The professor directed class discussion around race and made what her son felt were “sweeping generalizations” about racists. What’s worse, her son felt intimidated whenever he disagreed with the professor and at one point felt put on the spot for his views. Wright believed the professor was taking advantage of her position by forcing her personal beliefs on the class.
After complaints to the professor, administrators, alumni, and legislators failed, Wright began researching biases in the classroom. The result is the website www.noindoctrination.org.
The website offers an online forum for students to post notices about professors who appear to be pushing social or political agendas in an attempt to “indoctrinate” students to a specific way of thinking. The posts are anonymous, but the name of the school, course number, and professor are listed. Professors are notified of the post and have a chance to write a rebuttal. So far, only one professor has written a rebuttal, which he later requested be taken down.
The website has generated quite a buzz and receives as many as 7,000 visitors a day. Online educational forums have discussed it at length, and up to 600 different universities have been known to visit the site in a week.
“Of course, we’re all biased,” says Wright, who lives in La Mesa, Calif. “This site is for when professors show a hostile bias, like when the professor ignores alternative viewpoints or hinders the expression of viewpoints outside of his own.”
The site is not affiliated with any political or religious group. Though most of the complaints list liberal biases, Wright is hoping that students who have experienced conservative biases will also come forward and post.
A former high school science teacher, Wright has strong feelings about what is fair in teaching. She dealt with these issues firsthand when she taught evolution.
“It’s about what belongs in the classroom,” she says. “With evolution, there are two areas students object to. One, the teaching of creationism doesn’t belong in a science class and should be taught in religious classes. But the other, the validity of certain accepted scientific methods or conclusions, was certainly up for debate in my class.”
Often professors are accused of being biased because a student holds ideological differences from the course material, as with the case of creationism and evolution. If a person believes creationism is scientific, he may think a professor only teaching evolution is biased. Yet in that case, the professor is merely teaching the accepted assumption in the field.
So while some professors probably do cross lines, where those lines actually lie can be a matter of perspective. Because of this, academic freedom–roughly defined as the right of a teacher to pursue all aspects of a subject in a classroom without censorship–protects a professor’s right to bring up controversial subjects in the classroom unhindered.
“That’s what people find difficult,” says Ed Buckley, vice president of academic affairs at Santa Rosa Junior College. “A professor might bring an example up from modern culture that doesn’t square with a student’s idea of truth, and the student gets offended.”

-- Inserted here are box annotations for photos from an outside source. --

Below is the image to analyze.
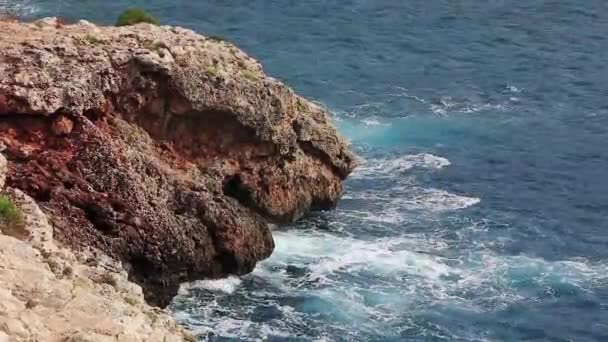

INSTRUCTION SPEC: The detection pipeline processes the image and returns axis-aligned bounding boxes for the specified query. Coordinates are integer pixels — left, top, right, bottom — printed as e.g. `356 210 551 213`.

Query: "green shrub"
0 195 28 239
242 70 260 82
207 36 227 42
116 8 159 26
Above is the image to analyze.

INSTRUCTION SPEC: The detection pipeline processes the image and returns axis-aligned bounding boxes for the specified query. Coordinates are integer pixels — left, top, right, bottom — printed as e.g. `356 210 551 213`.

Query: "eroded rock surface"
0 20 354 306
0 154 194 342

But with academic freedom comes certain responsibility. At SRJC, professors are asked to create an atmosphere where students are free and even encouraged to express differences of opinion. Most of the time, SRJC professors respect other points of view.
“Once in awhile I’ve had a student who says his grade is low because he disagreed with the professor,” says Buckley. “But usually when we look into it, we find that the professor bent over backwards to not appear to do that.”
While some educators have dismissed noindocrination.org as “silly,” others have called the anonymous postings “dangerous” and an attempt to stop free speech in the classroom. But Wright believes she is standing up for the rights of students while still being fair to professors.
“I only put up complaints that have excessive biases,” she says. “I have no problem with controversial points of view, only when they are inappropriate in the context of the course.”
From the January 16-22, 2003 issue of the North Bay Bohemian.